Major Problems, Unknown Benefits
Greenland, in response, says that the composite tests in the tool Cohn is proposing haven't been validated for improving outcomes, they've been validated as measures of vascular disease. "That's not to say that these technologies are poor for certain uses, but we think that they're untested in a screening situation," he says. The algorithm "has reasonable base solidity," Greenland acknowledged, "but I can tell you it has major problems, too." He points out that Cohn and Duprez do not explain who should undergo testing, how regularly the test would need to be repeated, or what to do if certain tests came back high risk and others low or no risk.
He points to Tim Russert, whose medical tests prior to his death were the subject of so much recent media scrutiny. "That's a perfect example of how people who are on the screening bandwagon have sort of missed the point," Greenland argues. "Russert actually had multiple tests that were abnormal, including a coronary calcium test, but he had an exercise test that was normal. So there is an example where you have discrepancies between two test results--and what do you do?"
Polarizing Effects
Where Cohn and Greenland appear to agree is on the need for large-scale outcomes studies and on the fact that, in the meantime, the screening debate is carving the community in two.

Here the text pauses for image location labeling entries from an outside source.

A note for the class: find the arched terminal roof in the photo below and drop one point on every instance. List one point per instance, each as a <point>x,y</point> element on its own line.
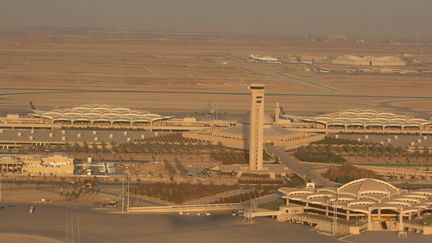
<point>360,117</point>
<point>101,113</point>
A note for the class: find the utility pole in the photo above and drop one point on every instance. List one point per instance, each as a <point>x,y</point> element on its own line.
<point>1,198</point>
<point>123,192</point>
<point>128,205</point>
<point>335,217</point>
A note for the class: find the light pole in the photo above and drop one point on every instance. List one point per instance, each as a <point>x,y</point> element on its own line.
<point>123,191</point>
<point>335,216</point>
<point>128,192</point>
<point>1,198</point>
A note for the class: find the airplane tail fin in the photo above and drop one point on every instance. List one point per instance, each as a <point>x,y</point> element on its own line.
<point>32,106</point>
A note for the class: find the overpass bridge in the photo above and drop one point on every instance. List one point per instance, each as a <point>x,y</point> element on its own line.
<point>187,208</point>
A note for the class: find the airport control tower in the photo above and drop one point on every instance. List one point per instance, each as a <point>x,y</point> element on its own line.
<point>256,129</point>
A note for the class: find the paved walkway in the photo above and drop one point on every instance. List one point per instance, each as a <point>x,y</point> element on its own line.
<point>301,169</point>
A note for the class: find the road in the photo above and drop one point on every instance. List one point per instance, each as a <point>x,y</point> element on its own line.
<point>299,168</point>
<point>75,224</point>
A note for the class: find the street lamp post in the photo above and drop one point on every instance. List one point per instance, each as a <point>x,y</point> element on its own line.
<point>123,192</point>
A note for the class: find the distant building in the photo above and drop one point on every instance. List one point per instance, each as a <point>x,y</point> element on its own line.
<point>256,127</point>
<point>369,61</point>
<point>53,164</point>
<point>364,204</point>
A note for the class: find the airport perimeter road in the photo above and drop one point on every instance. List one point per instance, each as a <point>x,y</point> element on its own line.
<point>75,223</point>
<point>302,169</point>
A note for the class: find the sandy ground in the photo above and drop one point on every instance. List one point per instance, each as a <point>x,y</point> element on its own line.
<point>15,238</point>
<point>30,194</point>
<point>168,74</point>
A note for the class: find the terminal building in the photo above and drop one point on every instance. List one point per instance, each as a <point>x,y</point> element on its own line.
<point>369,61</point>
<point>364,204</point>
<point>369,119</point>
<point>94,114</point>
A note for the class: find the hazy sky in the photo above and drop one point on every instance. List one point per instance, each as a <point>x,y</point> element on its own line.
<point>401,18</point>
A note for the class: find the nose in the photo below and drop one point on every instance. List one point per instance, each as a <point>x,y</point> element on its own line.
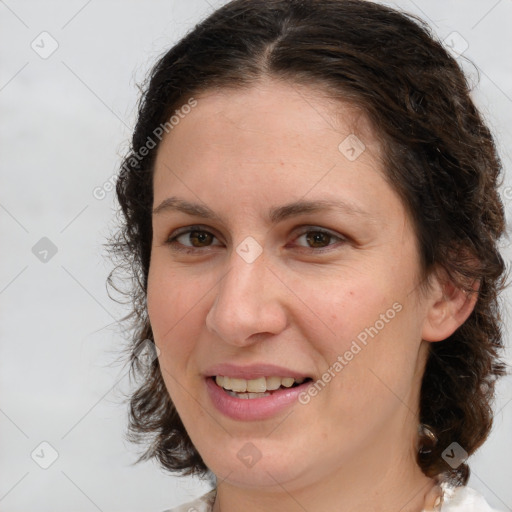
<point>248,303</point>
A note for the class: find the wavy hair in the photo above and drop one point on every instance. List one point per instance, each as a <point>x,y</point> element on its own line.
<point>439,156</point>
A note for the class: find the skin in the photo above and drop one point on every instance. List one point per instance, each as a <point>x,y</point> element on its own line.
<point>241,153</point>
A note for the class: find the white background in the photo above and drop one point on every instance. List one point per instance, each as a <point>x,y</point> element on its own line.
<point>64,122</point>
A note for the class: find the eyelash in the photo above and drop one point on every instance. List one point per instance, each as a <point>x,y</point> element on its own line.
<point>175,245</point>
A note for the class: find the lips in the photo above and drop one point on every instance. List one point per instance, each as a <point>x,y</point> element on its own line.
<point>256,392</point>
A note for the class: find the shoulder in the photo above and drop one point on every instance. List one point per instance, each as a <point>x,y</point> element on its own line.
<point>202,504</point>
<point>465,499</point>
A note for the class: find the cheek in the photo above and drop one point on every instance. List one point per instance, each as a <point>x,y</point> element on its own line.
<point>173,307</point>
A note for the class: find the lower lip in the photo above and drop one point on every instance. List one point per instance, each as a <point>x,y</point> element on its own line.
<point>252,409</point>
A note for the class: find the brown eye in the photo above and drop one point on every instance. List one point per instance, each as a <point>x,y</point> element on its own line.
<point>318,239</point>
<point>200,238</point>
<point>193,238</point>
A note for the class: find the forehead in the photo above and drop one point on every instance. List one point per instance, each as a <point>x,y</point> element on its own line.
<point>268,141</point>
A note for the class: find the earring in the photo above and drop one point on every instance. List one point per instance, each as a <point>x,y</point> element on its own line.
<point>427,438</point>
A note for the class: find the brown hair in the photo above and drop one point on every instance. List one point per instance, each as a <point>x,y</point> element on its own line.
<point>439,156</point>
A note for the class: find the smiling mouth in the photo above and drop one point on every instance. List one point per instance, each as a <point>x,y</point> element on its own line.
<point>256,388</point>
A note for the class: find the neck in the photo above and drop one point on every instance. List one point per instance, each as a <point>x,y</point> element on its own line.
<point>392,483</point>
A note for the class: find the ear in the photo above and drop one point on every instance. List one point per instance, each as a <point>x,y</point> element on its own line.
<point>448,308</point>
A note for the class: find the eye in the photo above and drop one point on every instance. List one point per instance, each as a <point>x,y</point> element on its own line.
<point>318,239</point>
<point>193,237</point>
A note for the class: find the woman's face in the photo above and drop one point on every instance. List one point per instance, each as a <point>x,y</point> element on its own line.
<point>280,252</point>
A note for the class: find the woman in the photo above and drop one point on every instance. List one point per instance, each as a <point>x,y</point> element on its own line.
<point>311,216</point>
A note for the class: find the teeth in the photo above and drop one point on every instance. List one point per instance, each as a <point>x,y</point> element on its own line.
<point>256,387</point>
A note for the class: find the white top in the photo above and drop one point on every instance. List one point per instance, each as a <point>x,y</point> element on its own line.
<point>459,499</point>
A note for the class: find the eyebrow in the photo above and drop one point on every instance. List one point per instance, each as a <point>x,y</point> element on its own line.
<point>276,214</point>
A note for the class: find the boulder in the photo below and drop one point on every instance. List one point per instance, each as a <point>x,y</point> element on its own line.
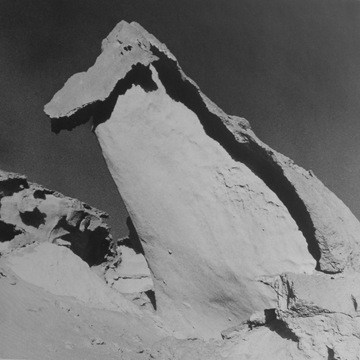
<point>216,209</point>
<point>31,213</point>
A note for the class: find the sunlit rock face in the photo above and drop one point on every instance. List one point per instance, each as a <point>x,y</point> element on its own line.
<point>30,213</point>
<point>216,210</point>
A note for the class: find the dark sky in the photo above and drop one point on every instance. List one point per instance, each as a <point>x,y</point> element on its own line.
<point>291,67</point>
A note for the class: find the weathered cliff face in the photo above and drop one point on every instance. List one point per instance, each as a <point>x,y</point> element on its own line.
<point>216,209</point>
<point>31,213</point>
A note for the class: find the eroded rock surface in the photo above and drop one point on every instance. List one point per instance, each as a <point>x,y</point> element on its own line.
<point>216,209</point>
<point>31,213</point>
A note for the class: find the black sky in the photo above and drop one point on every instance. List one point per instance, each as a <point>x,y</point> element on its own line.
<point>291,67</point>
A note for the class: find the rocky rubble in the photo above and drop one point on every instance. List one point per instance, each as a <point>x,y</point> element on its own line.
<point>241,243</point>
<point>220,215</point>
<point>30,213</point>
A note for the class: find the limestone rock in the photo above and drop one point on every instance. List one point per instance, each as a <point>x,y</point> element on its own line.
<point>132,275</point>
<point>31,213</point>
<point>215,208</point>
<point>59,271</point>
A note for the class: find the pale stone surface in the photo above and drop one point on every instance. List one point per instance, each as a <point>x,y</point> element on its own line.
<point>59,271</point>
<point>132,275</point>
<point>218,213</point>
<point>31,213</point>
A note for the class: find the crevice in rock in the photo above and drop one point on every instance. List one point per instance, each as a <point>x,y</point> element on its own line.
<point>33,218</point>
<point>133,240</point>
<point>281,328</point>
<point>249,153</point>
<point>8,231</point>
<point>91,246</point>
<point>10,186</point>
<point>151,295</point>
<point>99,110</point>
<point>331,354</point>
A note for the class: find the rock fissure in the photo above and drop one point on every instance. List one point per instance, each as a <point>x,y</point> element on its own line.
<point>100,110</point>
<point>249,153</point>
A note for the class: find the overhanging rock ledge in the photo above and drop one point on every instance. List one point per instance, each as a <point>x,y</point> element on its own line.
<point>215,208</point>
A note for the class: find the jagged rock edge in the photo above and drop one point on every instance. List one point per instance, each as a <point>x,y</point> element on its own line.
<point>101,109</point>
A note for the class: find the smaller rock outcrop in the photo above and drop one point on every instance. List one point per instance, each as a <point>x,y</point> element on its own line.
<point>31,213</point>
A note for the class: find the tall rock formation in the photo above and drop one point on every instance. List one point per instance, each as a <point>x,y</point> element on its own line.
<point>217,211</point>
<point>31,213</point>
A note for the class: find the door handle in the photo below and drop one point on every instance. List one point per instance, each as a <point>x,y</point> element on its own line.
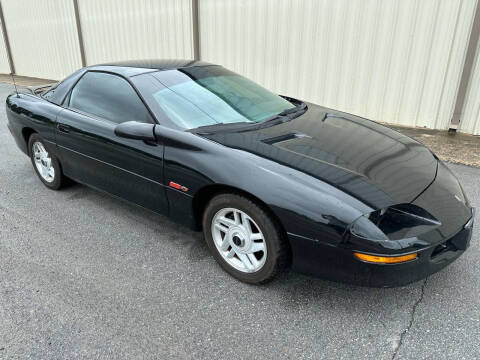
<point>63,128</point>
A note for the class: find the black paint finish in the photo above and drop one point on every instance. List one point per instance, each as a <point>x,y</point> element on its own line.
<point>318,174</point>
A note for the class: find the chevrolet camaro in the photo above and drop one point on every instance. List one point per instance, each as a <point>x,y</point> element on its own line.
<point>273,182</point>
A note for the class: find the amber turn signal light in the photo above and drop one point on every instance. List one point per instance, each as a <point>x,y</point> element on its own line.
<point>385,259</point>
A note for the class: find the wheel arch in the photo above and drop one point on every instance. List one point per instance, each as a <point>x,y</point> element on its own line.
<point>26,133</point>
<point>205,194</point>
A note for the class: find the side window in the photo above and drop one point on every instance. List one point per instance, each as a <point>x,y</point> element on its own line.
<point>109,97</point>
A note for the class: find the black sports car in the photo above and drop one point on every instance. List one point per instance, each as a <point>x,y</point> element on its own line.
<point>272,181</point>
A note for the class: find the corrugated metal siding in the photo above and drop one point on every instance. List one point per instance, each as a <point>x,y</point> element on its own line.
<point>4,65</point>
<point>42,37</point>
<point>397,61</point>
<point>470,120</point>
<point>128,29</point>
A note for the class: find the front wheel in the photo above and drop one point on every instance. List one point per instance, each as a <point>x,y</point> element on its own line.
<point>244,239</point>
<point>45,164</point>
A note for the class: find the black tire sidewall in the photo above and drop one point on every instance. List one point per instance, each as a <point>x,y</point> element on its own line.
<point>272,235</point>
<point>57,181</point>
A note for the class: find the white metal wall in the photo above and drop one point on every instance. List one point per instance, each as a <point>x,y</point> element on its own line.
<point>470,120</point>
<point>4,65</point>
<point>136,29</point>
<point>43,37</point>
<point>397,61</point>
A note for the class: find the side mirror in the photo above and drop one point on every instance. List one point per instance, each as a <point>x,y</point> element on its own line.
<point>136,130</point>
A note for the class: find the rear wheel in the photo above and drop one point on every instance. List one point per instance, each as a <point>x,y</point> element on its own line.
<point>244,239</point>
<point>45,163</point>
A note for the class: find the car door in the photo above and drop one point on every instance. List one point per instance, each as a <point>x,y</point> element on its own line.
<point>91,153</point>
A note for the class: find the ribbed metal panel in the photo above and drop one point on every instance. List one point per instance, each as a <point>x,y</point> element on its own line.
<point>4,65</point>
<point>397,61</point>
<point>470,120</point>
<point>142,29</point>
<point>42,37</point>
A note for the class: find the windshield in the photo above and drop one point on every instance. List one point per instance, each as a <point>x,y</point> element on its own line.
<point>212,95</point>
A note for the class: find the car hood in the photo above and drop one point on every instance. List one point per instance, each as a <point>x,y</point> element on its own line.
<point>371,162</point>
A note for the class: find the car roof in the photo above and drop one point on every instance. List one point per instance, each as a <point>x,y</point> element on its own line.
<point>136,67</point>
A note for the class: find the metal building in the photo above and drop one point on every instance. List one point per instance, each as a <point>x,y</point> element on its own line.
<point>406,62</point>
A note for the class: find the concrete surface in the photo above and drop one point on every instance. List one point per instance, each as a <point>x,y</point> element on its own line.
<point>83,275</point>
<point>452,147</point>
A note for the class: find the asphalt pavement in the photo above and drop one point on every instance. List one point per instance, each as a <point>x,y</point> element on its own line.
<point>84,275</point>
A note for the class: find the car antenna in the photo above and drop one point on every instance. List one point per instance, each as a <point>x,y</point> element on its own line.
<point>14,84</point>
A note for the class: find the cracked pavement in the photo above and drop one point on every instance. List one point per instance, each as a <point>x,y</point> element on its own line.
<point>84,275</point>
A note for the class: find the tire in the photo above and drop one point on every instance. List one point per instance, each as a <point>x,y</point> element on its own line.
<point>232,245</point>
<point>51,179</point>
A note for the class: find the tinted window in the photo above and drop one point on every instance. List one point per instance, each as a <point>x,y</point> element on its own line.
<point>109,97</point>
<point>212,95</point>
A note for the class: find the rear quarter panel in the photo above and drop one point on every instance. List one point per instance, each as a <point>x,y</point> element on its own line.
<point>27,113</point>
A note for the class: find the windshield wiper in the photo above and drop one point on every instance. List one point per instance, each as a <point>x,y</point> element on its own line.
<point>207,129</point>
<point>287,114</point>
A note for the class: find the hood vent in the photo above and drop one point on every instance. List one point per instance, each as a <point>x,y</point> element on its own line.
<point>285,137</point>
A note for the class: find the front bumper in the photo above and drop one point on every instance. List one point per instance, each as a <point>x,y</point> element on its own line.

"When I speak on this topic," says Cohn, "the response I get veers widely between people who are fascinated and say oh my God, that's the way to do this, and those who are highly critical and immediately say, we already measure blood pressure and cholesterol--there's nothing more to do here. And I would disagree."
Greenland too, acknowledged: "This area has definitely polarized the cardiology community, and it's rather interesting, in my view, how this has happened. Because it's not always the case that the most invasive cardiologists are in favor of screening. There are many, many people on the invasive side who say, wait a second, this is bad. So I think the only way that this issue is going to get resolved is not by editorials or opinions like mine or Jay Cohn's but by more data, and the data that are needed are clinical trials."
Cohn believes too much circumspection will hold the field back and hints that opinions like Greenland's are harming, not helping, the cause. "They're not really embracing the idea that yes, this is a wonderful idea, that's go out and prove it. I think their view represents that of the AHA, which has aggressively focused on risk-factor identification and treatment: that approach is outmoded. . . . This whole research agenda will take us years to work through, but the sooner we start it, the sooner we can achieve a more effective preventive strategy."
Greenland, for his part, respectfully disagrees. "There are those, like Drs Cohn and Duprez and others, who feel that the new test options are sufficiently mature to justify their routine application. There are many others, and I am one of them, who feel that screening unselected people or even a moderately targeted group of people requires evidence and careful analysis, which to date, we do not have for any of the 'new tests,' including coronary artery calcium and carotid IMT, etc."
He points to classic cases--hormone-replacement therapy, antiarrhythmic drugs for PVCs--where intuition and the best intentions have produced more harm than good.
"Debate is healthy," Greenland says. "Acting without evidence is not necessarily unhealthy but certainly can be wrong."
Cohn is a director of and holds equity in Cohn Prevention Centers, LLC.
Cohn JN, Duprez DA. Time to foster a rational approach to preventing cardiovascular morbid events. J Am Coll Cardiol 2008; 52:327-329.
Greenland P, Lloyd-Jones D. Defining a rational approach to screening for cardiovascular risk in asymptomatic patients. J Am Coll Cardiol 2008; 52:330-332.